Fix: keep an explicit last/latest alongside the top-k (save_last=True in Lightning, C11; in HF, load_best_model_at_end=True makes Trainer preserve the best checkpoint past save_total_limit). General keepable-checkpoint policy (how many, which selection criterion, save_top_k ≤ 3, prune latest) is owned by verifying-dl-experiments (REQUIRED); the disk-budget consequence is references/gotchas_universal.md U6.

C18 — load_state_dict key mismatch on resume (module. prefix, compiled-model prefix)

Symptom: resume raises Missing key(s) / Unexpected key(s) ... module.<name> or _orig_mod.<name>, or strict load fails after switching DDP/torch.compile on or off.

Root cause: DataParallel/DDP wrap adds a module. prefix and torch.compile adds _orig_mod. to every key; a checkpoint saved wrapped and loaded unwrapped (or vice-versa) won't key-match under strict=True.

Fix: save the unwrapped module — model.module.state_dict() (DDP) / accelerator.unwrap_model(model).state_dict() / model._orig_mod.state_dict() (compiled) — so the checkpoint is wrapper-agnostic. On load, strip the prefix if present ({k.replace("module.", "").replace("_orig_mod.", ""): v for k, v in sd.items()}). Keep strict=True while debugging a resume so a silent partial load can't masquerade as success; only relax it deliberately.

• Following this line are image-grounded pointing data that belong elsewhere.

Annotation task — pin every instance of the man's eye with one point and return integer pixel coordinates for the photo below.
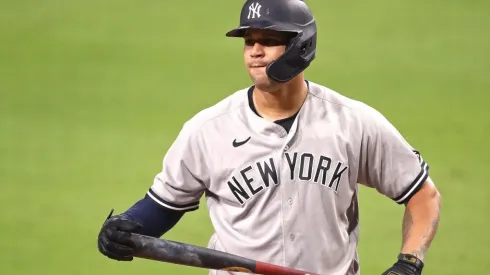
(249, 42)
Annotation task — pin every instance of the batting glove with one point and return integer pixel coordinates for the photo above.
(114, 237)
(406, 265)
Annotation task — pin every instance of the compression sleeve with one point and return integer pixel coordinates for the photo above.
(155, 219)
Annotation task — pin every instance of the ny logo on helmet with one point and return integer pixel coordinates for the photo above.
(254, 10)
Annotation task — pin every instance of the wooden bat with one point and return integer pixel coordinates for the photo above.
(190, 255)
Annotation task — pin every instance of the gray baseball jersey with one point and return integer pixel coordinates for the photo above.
(289, 199)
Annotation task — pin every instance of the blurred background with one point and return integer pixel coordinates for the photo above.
(92, 93)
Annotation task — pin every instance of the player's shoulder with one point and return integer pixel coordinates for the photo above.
(220, 110)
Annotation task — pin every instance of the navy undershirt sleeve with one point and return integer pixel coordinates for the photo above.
(155, 219)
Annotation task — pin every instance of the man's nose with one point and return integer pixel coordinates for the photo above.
(257, 50)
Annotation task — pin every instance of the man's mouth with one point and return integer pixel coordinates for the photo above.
(258, 65)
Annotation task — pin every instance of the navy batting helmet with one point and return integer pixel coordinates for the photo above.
(292, 16)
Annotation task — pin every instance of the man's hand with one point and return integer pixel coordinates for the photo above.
(406, 265)
(113, 240)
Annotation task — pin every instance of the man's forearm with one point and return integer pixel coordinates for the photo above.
(421, 220)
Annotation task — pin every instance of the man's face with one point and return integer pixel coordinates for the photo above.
(262, 47)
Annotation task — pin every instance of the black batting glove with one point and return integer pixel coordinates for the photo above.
(114, 237)
(406, 265)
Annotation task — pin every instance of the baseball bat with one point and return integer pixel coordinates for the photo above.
(190, 255)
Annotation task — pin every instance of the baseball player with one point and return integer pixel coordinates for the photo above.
(280, 163)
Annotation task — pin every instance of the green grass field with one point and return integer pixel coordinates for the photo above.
(92, 93)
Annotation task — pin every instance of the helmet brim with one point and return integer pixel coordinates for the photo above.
(263, 25)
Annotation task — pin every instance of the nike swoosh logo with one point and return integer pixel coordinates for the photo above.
(237, 144)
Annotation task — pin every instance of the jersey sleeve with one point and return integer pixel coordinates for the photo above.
(182, 180)
(387, 161)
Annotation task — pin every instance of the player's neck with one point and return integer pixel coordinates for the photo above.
(282, 103)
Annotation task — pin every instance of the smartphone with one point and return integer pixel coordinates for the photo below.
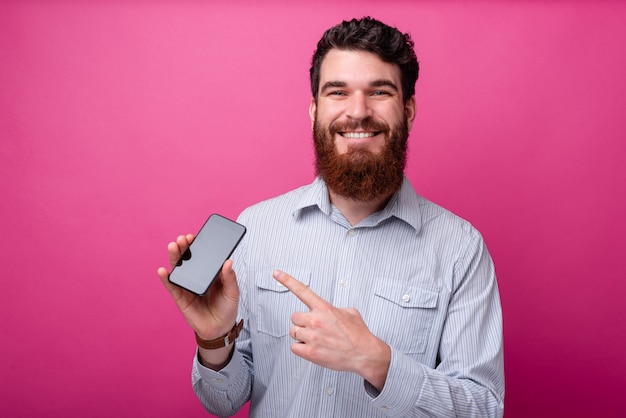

Pointers — owned elsewhere, do NOT restate here

  • Cadence — when/how often (Young/Daly W = sqrt(2·mu·C), grace windows, opportunistic SIGTERM last-flush, the runnable atomic skeleton) → references/spot-resilience.md (REQUIRED, spot tier).
  • Disk-full on save (pre-budget, prune latest, keep best, .tmp recovery) → references/gotchas_universal.md U6; silent "synced" line → U33; inode exhaustion → U7.
  • Sharding a model that won't fit (FSDP wrap policy, ZeRO stages, offload) is the fitting concern → references/training/oom-memory.md M9/M10; this file owns checkpointing the sharded state.
  • Multi-rank save/load collectives + elastic restart (torchrun --max-restarts restores from the checkpoint) → references/training/distributed-launch.md, references/multinode.md.
  • Keepable-checkpoint policy + "is the resumed/best number real" (selection criterion, save_top_k, proving step/epoch/loss continued) → verifying-dl-experiments (REQUIRED).